So, big disclaimer in many of the, many of the examples that I'm going to use,

the entire, you know, class, is that there are many, many models that should

be better than the ones that I'm proposing.

They are typically chosen to illustrate different principles.

Okay, so this a model like we would do in kindergarten, in the sense that I'm

going to do, you know, column-wise, you know, digit-wise addition and use

carries. Okay.

So when you look at this thing here, okay, so you can see that you know, I'm

going to start with the value d and e and summing to y.

Okay? I'm going to get a carry c 1.

Okay? And that carry is basically going to, you

know, be used for the second, for the second column.

And then, I'm going to generate another carry for the subsequent one and so on.

Okay? So, in a sense, the decision variables

here are going to be of two types. They are going to be the letters, okay

the initial letters of the puzzle, and then they're going to be the carries,

okay? And the letters can take the value

between 0 and 9, they are digits, okay? And the carries of course will take the

value 0 and 1, okay? So, that's the basic principle here.

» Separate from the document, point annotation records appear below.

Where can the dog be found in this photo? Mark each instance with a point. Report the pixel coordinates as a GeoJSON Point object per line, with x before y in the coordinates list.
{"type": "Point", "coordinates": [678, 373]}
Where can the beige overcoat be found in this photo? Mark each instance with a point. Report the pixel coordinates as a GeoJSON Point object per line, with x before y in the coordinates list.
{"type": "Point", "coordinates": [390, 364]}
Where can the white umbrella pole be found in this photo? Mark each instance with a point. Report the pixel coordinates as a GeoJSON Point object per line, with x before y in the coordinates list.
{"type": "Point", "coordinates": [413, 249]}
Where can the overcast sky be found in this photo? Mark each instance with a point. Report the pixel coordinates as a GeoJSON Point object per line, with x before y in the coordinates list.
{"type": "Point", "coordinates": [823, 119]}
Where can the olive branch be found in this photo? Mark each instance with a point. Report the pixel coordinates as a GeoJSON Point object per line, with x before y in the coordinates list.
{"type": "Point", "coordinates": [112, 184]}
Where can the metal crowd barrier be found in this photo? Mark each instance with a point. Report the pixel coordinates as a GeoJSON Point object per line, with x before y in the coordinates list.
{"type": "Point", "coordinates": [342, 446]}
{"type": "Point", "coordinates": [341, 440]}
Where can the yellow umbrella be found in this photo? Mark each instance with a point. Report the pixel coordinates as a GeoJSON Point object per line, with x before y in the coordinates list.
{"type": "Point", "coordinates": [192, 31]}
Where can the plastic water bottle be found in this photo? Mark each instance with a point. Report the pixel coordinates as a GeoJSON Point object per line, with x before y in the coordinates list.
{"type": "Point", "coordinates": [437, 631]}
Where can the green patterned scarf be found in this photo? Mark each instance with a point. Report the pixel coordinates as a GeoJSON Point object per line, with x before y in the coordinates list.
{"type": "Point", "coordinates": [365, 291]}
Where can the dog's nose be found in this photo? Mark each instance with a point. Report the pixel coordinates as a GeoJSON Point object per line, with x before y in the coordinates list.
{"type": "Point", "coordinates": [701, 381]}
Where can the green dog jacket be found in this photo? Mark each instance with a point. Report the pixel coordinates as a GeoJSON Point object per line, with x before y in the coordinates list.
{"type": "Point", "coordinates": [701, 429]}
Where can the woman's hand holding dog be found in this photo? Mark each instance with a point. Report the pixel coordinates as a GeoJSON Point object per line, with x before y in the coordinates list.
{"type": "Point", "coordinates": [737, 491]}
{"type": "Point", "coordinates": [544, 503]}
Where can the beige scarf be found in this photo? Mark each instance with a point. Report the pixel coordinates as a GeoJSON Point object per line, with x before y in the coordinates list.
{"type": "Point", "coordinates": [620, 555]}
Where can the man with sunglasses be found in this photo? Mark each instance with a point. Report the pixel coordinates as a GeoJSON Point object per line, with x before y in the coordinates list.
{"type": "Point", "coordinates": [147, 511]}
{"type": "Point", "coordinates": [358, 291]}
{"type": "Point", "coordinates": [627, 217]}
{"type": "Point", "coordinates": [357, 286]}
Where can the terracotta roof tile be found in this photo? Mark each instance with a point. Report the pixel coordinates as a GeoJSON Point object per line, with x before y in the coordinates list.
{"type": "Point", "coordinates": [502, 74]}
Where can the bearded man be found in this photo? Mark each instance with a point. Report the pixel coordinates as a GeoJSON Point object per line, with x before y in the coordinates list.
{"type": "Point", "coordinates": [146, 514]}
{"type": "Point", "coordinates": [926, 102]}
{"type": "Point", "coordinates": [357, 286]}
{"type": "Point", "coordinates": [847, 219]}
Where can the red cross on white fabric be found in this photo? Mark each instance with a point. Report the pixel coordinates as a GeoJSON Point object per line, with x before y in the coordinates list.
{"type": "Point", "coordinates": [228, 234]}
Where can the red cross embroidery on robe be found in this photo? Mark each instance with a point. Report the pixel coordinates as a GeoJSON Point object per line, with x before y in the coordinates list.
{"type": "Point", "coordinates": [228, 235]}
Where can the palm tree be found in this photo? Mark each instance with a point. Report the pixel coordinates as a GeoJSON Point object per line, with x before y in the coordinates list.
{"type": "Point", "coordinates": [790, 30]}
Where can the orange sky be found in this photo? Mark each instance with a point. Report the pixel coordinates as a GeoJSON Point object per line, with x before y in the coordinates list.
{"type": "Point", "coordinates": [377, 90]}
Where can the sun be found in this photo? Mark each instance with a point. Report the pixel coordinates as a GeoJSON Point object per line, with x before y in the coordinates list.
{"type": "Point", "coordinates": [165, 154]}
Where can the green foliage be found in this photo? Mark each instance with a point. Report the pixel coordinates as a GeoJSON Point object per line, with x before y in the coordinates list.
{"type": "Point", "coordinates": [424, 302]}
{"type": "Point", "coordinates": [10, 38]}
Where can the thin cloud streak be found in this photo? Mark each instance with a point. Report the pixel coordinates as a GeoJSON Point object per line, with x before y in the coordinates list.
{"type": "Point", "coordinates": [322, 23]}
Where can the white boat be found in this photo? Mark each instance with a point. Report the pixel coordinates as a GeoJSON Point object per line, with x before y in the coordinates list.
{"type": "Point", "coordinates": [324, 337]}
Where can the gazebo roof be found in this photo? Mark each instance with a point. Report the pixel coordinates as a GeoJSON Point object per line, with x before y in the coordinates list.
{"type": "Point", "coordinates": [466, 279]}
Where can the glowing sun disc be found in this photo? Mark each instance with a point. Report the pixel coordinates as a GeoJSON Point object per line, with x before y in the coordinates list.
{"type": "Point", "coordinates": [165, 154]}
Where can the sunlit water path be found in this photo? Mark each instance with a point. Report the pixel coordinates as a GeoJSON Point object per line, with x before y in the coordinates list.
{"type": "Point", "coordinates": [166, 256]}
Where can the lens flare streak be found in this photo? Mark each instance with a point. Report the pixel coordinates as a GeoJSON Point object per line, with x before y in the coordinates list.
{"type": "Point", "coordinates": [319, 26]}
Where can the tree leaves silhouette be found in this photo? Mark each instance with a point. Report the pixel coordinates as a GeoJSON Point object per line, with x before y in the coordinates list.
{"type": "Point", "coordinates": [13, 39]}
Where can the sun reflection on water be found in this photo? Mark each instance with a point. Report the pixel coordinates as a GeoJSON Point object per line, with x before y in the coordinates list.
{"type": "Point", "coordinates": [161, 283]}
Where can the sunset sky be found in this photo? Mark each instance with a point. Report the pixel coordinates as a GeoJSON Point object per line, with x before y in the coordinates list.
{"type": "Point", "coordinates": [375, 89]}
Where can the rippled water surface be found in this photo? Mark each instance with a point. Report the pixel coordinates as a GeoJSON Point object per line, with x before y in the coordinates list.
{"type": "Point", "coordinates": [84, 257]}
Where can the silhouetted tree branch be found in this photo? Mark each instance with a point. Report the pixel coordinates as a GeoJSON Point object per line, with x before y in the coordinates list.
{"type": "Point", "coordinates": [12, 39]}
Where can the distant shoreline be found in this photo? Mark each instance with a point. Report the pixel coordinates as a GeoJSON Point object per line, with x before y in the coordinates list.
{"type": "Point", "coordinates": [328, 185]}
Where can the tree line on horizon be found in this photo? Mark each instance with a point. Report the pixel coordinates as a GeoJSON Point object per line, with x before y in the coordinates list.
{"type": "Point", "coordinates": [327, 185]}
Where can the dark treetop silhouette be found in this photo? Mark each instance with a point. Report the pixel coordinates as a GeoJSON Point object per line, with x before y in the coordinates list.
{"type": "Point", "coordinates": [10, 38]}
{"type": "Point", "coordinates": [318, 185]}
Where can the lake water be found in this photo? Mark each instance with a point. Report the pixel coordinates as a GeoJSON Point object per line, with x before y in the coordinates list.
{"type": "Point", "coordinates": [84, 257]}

Okay? And so this is one of the models, okay,

that, that, that you could write. I told you this is not the best model

that you could write, but this is the model that will illustrate constraint

propagation nicely. Okay, so what you see at the top over

there, okay, so these are basically all the letters that you have, okay.

So so, so in this particular case you have you know, the letter s, the letter

e, the letter, you know, n, and so on and so forth.

You have them arranged for the digit between 0 and 9.

And then you have the two sets of these different variables.

Okay, so you see that this is a variable value for every one of these letters,

okay, which have to be digits, okay, between 0 and 9.

Okay, so for every one of these letters that you see at the top, you will assign

a particular digit. Okay?

And then you have the carries. There are four of them.

And the value of them, for the carries is 0 or 1.

And then what you see here are the constraints for the problems, okay?

So the first ones are basically telling you that all the letters have to be given

a different digit, okay? So this is like you know in the map

coloring or in the, in the Queens problem, okay?

Basically not equal constraint between all the variables.

Then you see that the value for s and for n have to be different from 0.

These are the most significant digits of these two numbers.

You want them to be different from 0. Then you have the value that the carry

for the last carry has to be equal to m. When you actually look at this particular

equation. Okay, so this is the last column.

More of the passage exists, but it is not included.